Blair opened the inquiry by saying that, while the threat posed by Saddam Hussein did not increase after 9/11, the “whole calculus of risk” changed. He told the inquiry that the attacks made the threat of terrorism much more daunting to the United States and the United Kingdom, and the two nations had to ensure that terrorist organizations could not acquire weapons of mass destruction, reports the Guardian, which broadcast the hearing live on its website with other major news organizations.

The question of when exactly Blair decided to commit troops to a war in Iraq will also be central to the inquiry. The Daily Telegraph reports that there is much speculation that he could have agreed to go to war in Iraq as early as April 2002, 11 months before the invasion, during a visit with former President George W. Bush in Crawford, Texas. If this is true, it could raise other questions about the veracity of intelligence reports that brought the UK into the war.

So far, though, Blair has denied any secret deals with President Bush. Speaking at the inquiry, he said that he had told the former US commander-in-chief that they had to deal with the weapons of mass destruction threat, even if it meant a regime change in Iraq.
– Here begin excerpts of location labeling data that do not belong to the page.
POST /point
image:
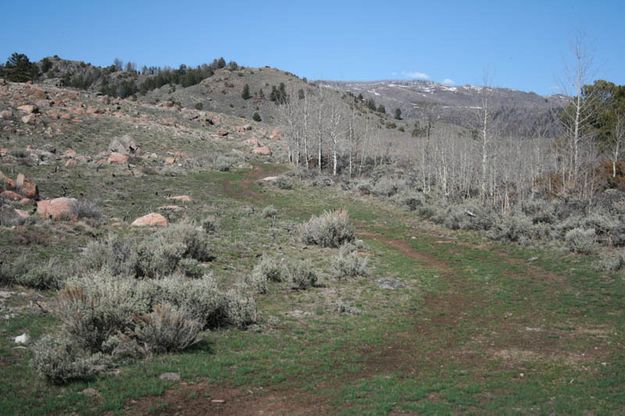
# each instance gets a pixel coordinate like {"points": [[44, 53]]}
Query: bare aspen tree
{"points": [[484, 119], [576, 116], [617, 141]]}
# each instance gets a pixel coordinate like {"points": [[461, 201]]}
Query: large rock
{"points": [[262, 150], [116, 158], [57, 208], [10, 217], [26, 187], [181, 198], [28, 108], [276, 134], [124, 145], [152, 219], [10, 195], [243, 128]]}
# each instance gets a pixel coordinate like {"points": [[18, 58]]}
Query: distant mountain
{"points": [[516, 113], [219, 86]]}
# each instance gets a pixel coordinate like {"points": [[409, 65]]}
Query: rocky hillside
{"points": [[517, 112], [50, 135]]}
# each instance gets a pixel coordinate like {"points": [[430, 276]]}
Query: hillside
{"points": [[233, 303], [219, 87], [524, 114]]}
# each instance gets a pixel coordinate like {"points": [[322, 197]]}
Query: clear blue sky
{"points": [[522, 43]]}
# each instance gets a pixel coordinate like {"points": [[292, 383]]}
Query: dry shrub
{"points": [[301, 274], [166, 329], [348, 263], [330, 229], [59, 359]]}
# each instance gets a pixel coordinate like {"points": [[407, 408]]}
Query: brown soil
{"points": [[452, 326], [206, 399], [404, 248]]}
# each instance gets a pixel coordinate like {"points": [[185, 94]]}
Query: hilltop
{"points": [[516, 112], [219, 86]]}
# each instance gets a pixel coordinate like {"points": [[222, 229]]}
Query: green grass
{"points": [[488, 333]]}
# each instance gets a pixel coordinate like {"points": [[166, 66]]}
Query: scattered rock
{"points": [[254, 142], [70, 153], [174, 208], [10, 217], [23, 339], [262, 150], [124, 145], [26, 187], [28, 119], [11, 196], [57, 209], [28, 109], [92, 393], [170, 160], [276, 134], [152, 219], [390, 284], [170, 376], [22, 214], [116, 158], [181, 198]]}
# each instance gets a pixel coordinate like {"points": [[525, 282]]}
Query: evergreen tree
{"points": [[245, 94], [370, 103], [18, 68]]}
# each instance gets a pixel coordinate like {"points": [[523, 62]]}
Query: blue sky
{"points": [[523, 44]]}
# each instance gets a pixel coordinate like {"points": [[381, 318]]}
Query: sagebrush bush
{"points": [[95, 307], [468, 215], [87, 210], [330, 229], [348, 263], [386, 186], [158, 256], [301, 274], [223, 163], [113, 254], [124, 348], [515, 228], [240, 308], [191, 268], [9, 217], [610, 262], [270, 268], [255, 281], [59, 359], [209, 225], [48, 275], [269, 212], [200, 299], [166, 329], [581, 240], [10, 270], [284, 182]]}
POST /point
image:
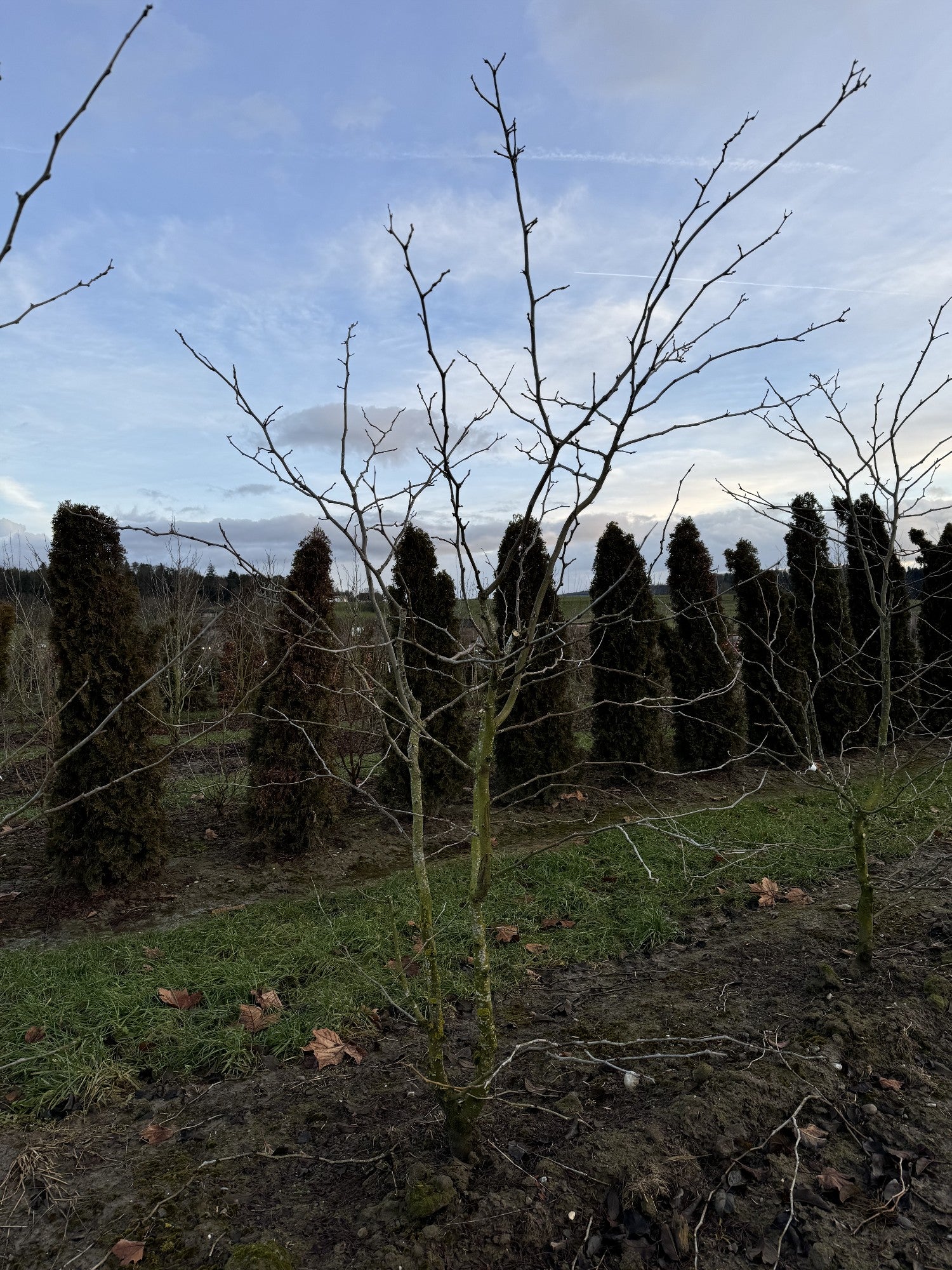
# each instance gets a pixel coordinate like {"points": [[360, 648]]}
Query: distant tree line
{"points": [[675, 681]]}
The BBC reports that Blair insisted that he had always been “open” about his dealings with Bush and their plans for Iraq.

Outside the inquiry, hundreds of protesters gathered with some calling for Blair to be charged with war crimes and others calling him a “coward.” Those hoping for a major revelation about the war, however, are likely to be disappointed, reports Al Jazeera’s London correspondent Alan Fisher.

Meanwhile, the inquiry has also expressed frustration with the British government’s refusal to release a series of top-secret documents about the Iraq war, reports The Times of London. Sir John Chilcot, head of the inquiry, said that the documents are critical so that members of the inquiry can properly question officials about the war. The government must now provide the inquiry with a detailed explanation of its refusal to release the documents.